Most of Pismo’s clients use Amazon Web Services (AWS) S3 buckets as their cloud storage containers, so this section assumes you're using AWS. However, Pismo does support other cloud services, such as Google Cloud Platform (GCP) and Microsoft Azure. Contact your Pismo representative for information about using a cloud service other than AWS.

The jobs that generate report files all run once a day at 5:00 AM UTC. When a job executes, it searches for records that meet filter conditions. If any are found, it writes the data to a file that it creates in your cloud storage container. Files are saved in Parquet format.

📘

In most cases, a report file is not generated if no records are found that match the filter conditions.

Files are written and saved according to type – daily, monthly, or full – and date. The full type is explained below. The URL takes the form [path to S3 bucket]/reports/[job_name]/[type]/[date values]/[filename].parquet, where [filename] represents a PySpark hash.

For example:
s3://pismo-dataplatform-tn -55317847-57cd-45a3-8aed-a8dadd63cc6b/reports/accounting_events/type=daily/year=2020/month=1/day=10/[filename].parquet
In this example, the value for job_name is "accounting_events". You can find the value for job_name in the documentation for the specific report file.

Files and paths are generated on the following basis:

  • Daily – In this case, the type is daily and the date partitioning values are /year=YYYY/month=MM/day=DD/ . For example, .../reports/accounting_events/type=daily/year=2020/month=1/day=10/[filename].parquet

  • Monthly – At your request, or when there is a need for periodic reprocessing, a job executes for a closed month of data.
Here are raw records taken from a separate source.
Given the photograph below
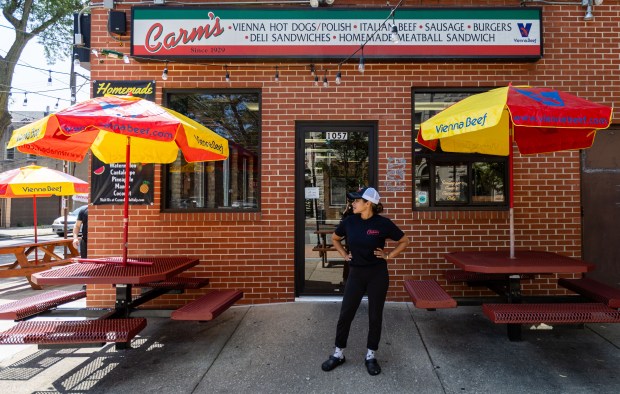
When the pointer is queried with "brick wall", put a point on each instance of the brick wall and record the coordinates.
(254, 251)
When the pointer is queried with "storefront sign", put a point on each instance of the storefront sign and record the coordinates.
(107, 184)
(337, 33)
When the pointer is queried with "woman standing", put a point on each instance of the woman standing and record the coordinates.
(366, 232)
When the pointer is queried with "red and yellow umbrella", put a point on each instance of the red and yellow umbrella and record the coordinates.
(149, 133)
(36, 181)
(538, 120)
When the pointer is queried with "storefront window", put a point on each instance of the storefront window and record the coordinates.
(231, 184)
(446, 180)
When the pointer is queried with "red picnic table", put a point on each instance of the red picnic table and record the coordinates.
(526, 263)
(112, 271)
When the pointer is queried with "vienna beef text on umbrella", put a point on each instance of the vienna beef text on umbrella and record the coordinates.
(36, 181)
(149, 132)
(538, 120)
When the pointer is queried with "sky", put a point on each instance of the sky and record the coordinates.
(35, 81)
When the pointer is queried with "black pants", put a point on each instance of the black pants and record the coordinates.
(371, 280)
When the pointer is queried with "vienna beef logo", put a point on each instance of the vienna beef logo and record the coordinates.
(43, 190)
(524, 29)
(210, 144)
(157, 38)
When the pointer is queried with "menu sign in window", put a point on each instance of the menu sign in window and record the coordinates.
(451, 183)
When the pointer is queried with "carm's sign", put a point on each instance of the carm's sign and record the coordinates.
(424, 33)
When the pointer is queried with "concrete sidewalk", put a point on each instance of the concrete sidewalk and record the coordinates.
(279, 348)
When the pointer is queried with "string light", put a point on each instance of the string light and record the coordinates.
(164, 75)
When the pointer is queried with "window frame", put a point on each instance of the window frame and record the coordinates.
(451, 158)
(164, 170)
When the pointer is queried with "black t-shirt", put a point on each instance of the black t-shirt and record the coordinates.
(366, 235)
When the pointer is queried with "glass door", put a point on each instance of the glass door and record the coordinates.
(335, 161)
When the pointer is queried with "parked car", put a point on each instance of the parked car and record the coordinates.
(59, 224)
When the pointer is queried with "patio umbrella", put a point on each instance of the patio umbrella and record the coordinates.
(149, 132)
(538, 120)
(36, 181)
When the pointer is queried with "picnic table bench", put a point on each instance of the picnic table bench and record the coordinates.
(428, 294)
(27, 262)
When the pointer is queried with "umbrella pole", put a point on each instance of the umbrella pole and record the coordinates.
(511, 199)
(36, 250)
(126, 202)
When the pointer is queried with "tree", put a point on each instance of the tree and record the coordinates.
(51, 21)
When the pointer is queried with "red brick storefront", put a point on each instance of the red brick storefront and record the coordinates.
(254, 251)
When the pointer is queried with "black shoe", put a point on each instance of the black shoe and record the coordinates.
(373, 367)
(331, 363)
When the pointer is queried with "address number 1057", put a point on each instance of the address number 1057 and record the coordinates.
(336, 135)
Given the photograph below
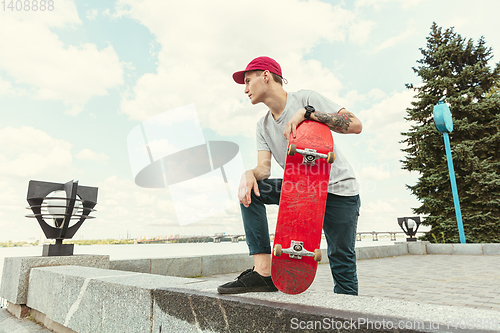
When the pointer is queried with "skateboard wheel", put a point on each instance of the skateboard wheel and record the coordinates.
(330, 157)
(277, 250)
(318, 255)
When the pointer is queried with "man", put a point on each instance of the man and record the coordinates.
(263, 82)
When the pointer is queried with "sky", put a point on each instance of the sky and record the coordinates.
(77, 78)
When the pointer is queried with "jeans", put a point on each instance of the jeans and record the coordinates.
(339, 225)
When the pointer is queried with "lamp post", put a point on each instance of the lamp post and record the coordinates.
(444, 124)
(64, 204)
(410, 226)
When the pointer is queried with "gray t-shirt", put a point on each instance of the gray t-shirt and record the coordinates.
(270, 138)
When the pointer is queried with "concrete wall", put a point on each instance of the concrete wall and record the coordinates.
(86, 299)
(16, 270)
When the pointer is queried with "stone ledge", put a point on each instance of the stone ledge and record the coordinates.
(97, 300)
(186, 266)
(16, 272)
(464, 249)
(222, 264)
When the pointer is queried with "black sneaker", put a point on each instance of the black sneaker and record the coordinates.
(248, 281)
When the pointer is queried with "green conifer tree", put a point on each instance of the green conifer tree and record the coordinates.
(457, 70)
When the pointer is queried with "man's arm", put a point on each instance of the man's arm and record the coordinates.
(250, 177)
(343, 122)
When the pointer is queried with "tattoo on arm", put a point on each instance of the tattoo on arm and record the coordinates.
(336, 122)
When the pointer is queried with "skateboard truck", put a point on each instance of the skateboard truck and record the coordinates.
(310, 155)
(296, 251)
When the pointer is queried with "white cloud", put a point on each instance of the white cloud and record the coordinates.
(32, 54)
(359, 32)
(92, 14)
(196, 66)
(28, 152)
(89, 155)
(394, 40)
(377, 3)
(383, 124)
(6, 89)
(372, 172)
(377, 94)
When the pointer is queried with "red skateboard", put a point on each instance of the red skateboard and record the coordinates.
(302, 207)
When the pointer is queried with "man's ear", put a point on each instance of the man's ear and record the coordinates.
(266, 74)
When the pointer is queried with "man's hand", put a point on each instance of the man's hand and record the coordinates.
(247, 184)
(291, 126)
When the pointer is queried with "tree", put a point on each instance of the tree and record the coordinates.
(457, 70)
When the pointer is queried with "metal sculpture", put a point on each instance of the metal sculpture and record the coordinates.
(63, 203)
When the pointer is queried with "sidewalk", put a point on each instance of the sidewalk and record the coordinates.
(455, 280)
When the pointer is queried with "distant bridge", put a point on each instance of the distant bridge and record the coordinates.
(376, 233)
(217, 238)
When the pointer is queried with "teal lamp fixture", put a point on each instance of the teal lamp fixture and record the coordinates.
(444, 124)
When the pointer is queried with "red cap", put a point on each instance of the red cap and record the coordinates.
(260, 63)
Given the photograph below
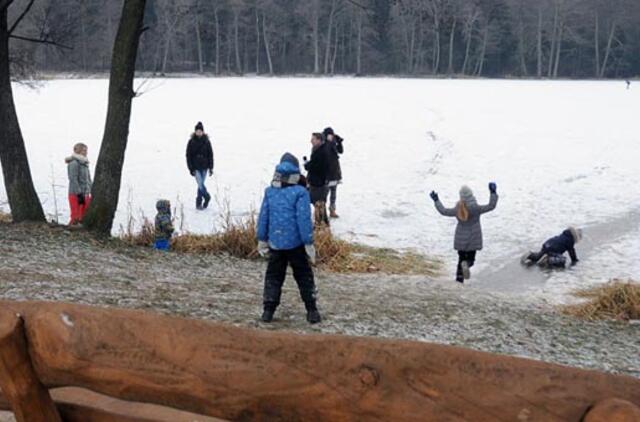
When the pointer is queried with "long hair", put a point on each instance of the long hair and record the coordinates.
(462, 212)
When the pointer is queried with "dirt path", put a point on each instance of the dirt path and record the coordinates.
(38, 263)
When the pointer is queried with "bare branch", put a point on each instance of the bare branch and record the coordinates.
(41, 41)
(22, 15)
(361, 6)
(5, 3)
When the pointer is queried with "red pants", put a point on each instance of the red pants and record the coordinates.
(78, 210)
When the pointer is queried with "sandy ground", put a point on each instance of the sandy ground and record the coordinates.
(40, 263)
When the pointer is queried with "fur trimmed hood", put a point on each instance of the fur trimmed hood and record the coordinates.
(77, 157)
(163, 205)
(467, 196)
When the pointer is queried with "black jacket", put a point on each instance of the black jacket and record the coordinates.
(561, 244)
(335, 149)
(318, 166)
(199, 154)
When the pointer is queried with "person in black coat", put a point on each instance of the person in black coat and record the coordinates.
(200, 161)
(318, 177)
(555, 247)
(334, 143)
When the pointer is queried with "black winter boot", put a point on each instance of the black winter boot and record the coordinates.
(267, 315)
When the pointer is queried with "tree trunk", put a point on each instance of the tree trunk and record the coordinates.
(539, 44)
(257, 41)
(217, 21)
(265, 37)
(22, 196)
(451, 41)
(236, 40)
(522, 48)
(106, 188)
(553, 42)
(199, 44)
(316, 36)
(483, 51)
(612, 32)
(596, 37)
(359, 46)
(436, 45)
(558, 50)
(327, 51)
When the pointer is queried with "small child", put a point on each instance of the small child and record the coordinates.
(164, 225)
(554, 249)
(285, 235)
(79, 183)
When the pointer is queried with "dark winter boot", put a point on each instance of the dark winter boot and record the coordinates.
(267, 315)
(313, 316)
(466, 272)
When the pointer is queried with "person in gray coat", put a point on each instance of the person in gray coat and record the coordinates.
(79, 183)
(468, 237)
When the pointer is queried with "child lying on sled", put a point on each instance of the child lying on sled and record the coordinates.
(552, 252)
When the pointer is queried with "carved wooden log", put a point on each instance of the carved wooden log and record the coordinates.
(29, 400)
(80, 405)
(243, 374)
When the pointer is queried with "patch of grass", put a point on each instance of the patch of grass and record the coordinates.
(341, 256)
(618, 300)
(4, 217)
(237, 237)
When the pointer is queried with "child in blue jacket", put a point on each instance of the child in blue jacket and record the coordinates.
(285, 235)
(163, 225)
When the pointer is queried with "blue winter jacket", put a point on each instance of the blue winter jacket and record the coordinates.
(285, 215)
(561, 244)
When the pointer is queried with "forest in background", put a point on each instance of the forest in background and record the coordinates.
(473, 38)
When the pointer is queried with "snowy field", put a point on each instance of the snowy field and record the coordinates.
(561, 153)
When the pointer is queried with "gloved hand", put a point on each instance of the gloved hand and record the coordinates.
(263, 249)
(311, 253)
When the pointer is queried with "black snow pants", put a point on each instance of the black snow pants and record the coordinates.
(279, 260)
(470, 257)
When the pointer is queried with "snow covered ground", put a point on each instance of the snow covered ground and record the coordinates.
(561, 153)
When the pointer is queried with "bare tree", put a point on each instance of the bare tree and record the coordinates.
(106, 188)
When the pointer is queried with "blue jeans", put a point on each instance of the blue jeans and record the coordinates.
(162, 245)
(201, 176)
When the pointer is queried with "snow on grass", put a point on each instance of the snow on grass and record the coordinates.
(561, 152)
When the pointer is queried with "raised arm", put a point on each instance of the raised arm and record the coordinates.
(447, 212)
(493, 199)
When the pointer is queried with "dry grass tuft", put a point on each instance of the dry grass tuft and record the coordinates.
(617, 300)
(4, 217)
(340, 256)
(237, 237)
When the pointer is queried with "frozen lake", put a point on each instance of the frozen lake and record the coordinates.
(561, 153)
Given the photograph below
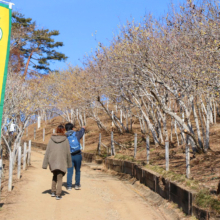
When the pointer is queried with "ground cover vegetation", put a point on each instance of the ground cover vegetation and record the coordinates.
(158, 78)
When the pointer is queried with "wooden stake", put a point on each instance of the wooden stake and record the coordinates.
(10, 171)
(99, 145)
(19, 162)
(0, 176)
(135, 145)
(38, 122)
(167, 154)
(34, 133)
(112, 144)
(84, 137)
(24, 155)
(148, 149)
(29, 153)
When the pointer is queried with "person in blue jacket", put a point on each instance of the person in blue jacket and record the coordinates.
(74, 137)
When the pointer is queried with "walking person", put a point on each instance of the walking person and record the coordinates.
(59, 159)
(75, 150)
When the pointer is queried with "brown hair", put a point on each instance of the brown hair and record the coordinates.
(60, 129)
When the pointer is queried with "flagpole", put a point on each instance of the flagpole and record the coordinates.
(9, 3)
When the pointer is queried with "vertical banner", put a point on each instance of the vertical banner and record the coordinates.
(5, 34)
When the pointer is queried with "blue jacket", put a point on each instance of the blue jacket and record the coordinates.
(79, 135)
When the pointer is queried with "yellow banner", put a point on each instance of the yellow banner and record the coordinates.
(5, 34)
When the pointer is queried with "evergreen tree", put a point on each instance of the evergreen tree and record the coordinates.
(32, 49)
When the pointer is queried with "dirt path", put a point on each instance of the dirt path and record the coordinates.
(102, 196)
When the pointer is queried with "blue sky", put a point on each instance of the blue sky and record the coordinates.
(78, 20)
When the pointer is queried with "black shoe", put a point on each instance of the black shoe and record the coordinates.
(53, 194)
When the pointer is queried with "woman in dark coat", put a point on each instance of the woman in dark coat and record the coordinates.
(59, 159)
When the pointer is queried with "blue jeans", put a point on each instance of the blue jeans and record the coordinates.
(76, 161)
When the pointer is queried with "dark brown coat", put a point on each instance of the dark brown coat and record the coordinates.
(58, 154)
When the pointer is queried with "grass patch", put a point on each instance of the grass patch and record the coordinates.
(191, 184)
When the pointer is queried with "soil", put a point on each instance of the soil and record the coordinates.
(205, 168)
(102, 196)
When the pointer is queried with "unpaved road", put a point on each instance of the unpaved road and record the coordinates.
(102, 196)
In this case, the type is monthly and the date partitioning is year=YYYY/month=MM. For example, .../reports/accounting_events/type=monthly/year=2020/month=1/[filename].parquet

  • Full – You can generate a complete file, taking into account all past job data without a date filter. In this case, the type is full and the partitioning corresponds to the file's generation date. For example: .../reports/accounting_events/type=full/year=2020/month=1/day=10/[filename].parquet

🚧

The date partition values in the report correspond to the last available data date, not to the date when the job was executed. For example, for a daily job that runs on March 11, the date partition values correspond to March 10.